Sandra Farrell: call for pre-Budget emergency funding

Fifteen children with special education needs in Tipperary are being denied a place in a school, according to Fianna Fáil general election candidate Sandra Farrell.

She has called on the Minister for Finance, Paschal Donoghue, to make a pre-Budget allocation of emergency funds to the Department of Education to address the lack of special education needs teachers in the county.

She also called on the Minister for Education, Joe McHugh, to use new powers granted to him last year to force Tipperary schools to make provision for children with special needs.

“We 15 children in Tipperary who are denied this basic right; 15 children who have special education needs, and require early intervention from the age of three, but instead they are being told there’s no room at the inn for you,” said Ms Farrell.

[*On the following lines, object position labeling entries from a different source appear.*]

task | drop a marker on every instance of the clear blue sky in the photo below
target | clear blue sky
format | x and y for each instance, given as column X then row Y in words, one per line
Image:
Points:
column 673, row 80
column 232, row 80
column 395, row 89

The former Labour mayor of Nenagh said that Irish lawyers had to fight the State all the way to Europe to uphold the right of all children, including children with autism, to an education provided by the State.

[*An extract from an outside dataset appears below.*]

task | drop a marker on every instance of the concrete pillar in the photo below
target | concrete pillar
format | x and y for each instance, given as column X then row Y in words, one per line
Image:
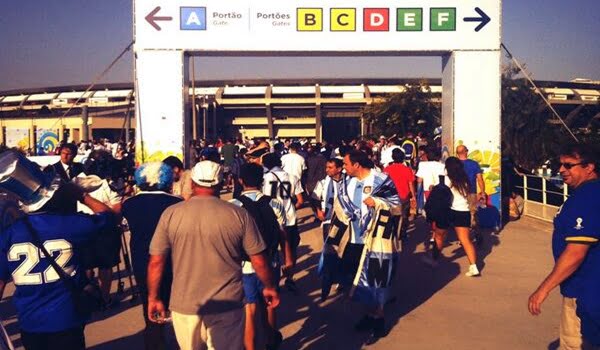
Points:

“The European Court of Justice found that all children have the right to an education and it is the State’s responsibility to uphold that right. But the State is still failing these children,” Ms Farrell said.

She revelaed that around 1,000 children nationwide have to stay at home, many on the autism spectrum, and that the State paid for home tuition for them.

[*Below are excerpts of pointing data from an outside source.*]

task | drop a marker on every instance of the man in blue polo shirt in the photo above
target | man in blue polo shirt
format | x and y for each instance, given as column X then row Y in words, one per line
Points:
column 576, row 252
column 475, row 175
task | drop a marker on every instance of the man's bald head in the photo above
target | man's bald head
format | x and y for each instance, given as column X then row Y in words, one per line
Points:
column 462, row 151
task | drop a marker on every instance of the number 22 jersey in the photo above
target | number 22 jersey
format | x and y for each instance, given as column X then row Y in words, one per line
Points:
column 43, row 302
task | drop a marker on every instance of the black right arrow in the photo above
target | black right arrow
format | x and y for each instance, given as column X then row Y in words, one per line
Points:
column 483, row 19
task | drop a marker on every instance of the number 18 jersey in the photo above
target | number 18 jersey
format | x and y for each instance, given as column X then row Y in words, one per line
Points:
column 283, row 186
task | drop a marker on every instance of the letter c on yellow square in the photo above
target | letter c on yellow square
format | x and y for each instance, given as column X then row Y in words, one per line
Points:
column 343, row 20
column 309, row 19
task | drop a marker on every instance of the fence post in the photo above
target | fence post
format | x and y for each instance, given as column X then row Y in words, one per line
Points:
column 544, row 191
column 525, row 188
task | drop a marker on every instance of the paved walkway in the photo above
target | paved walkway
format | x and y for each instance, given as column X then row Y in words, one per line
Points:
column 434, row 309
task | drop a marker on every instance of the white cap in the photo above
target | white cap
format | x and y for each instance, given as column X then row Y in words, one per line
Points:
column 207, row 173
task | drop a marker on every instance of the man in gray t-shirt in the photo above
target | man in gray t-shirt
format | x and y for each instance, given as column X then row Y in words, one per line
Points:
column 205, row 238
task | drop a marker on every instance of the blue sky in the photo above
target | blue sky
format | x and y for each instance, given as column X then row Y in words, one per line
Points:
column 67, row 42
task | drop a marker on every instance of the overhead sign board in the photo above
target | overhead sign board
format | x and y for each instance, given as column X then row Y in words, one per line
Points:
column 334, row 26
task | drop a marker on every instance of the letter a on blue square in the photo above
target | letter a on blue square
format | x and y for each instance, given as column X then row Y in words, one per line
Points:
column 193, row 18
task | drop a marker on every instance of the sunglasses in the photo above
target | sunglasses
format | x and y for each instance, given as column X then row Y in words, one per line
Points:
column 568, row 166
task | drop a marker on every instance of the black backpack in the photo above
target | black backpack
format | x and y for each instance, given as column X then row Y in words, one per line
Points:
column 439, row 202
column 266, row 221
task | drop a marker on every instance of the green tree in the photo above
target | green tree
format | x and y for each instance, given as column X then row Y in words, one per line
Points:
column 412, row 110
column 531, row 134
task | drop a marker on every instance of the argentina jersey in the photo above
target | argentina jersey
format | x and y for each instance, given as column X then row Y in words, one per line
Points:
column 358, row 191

“This is totally unsatisfactory. The experts say special needs children should be in a school setting from the age of three, either in a special class in mainstream education or at a special school,” she said.

Ms Farrell said that by paying for home tuition, the State was putting the responsibility on the parents to source a teacher.

“We should be making the money available for schools to pay special needs teachers working in a school setting. This can’t be solved overnight, but the money has to be made available to begin tackling this before the new school term starts in September,” she said.

Ms Farrell said that the Minister for Education, Joe McHugh, had the power, since new legislation was introduced last year, to compel schools to make provision for children with special needs, but he was not exercising this power.

“These Tipperary children deserve the same access to education as everyone else. The time to act is now, before another academic year passes by and the opportunity for early school intervention is lost,” she said.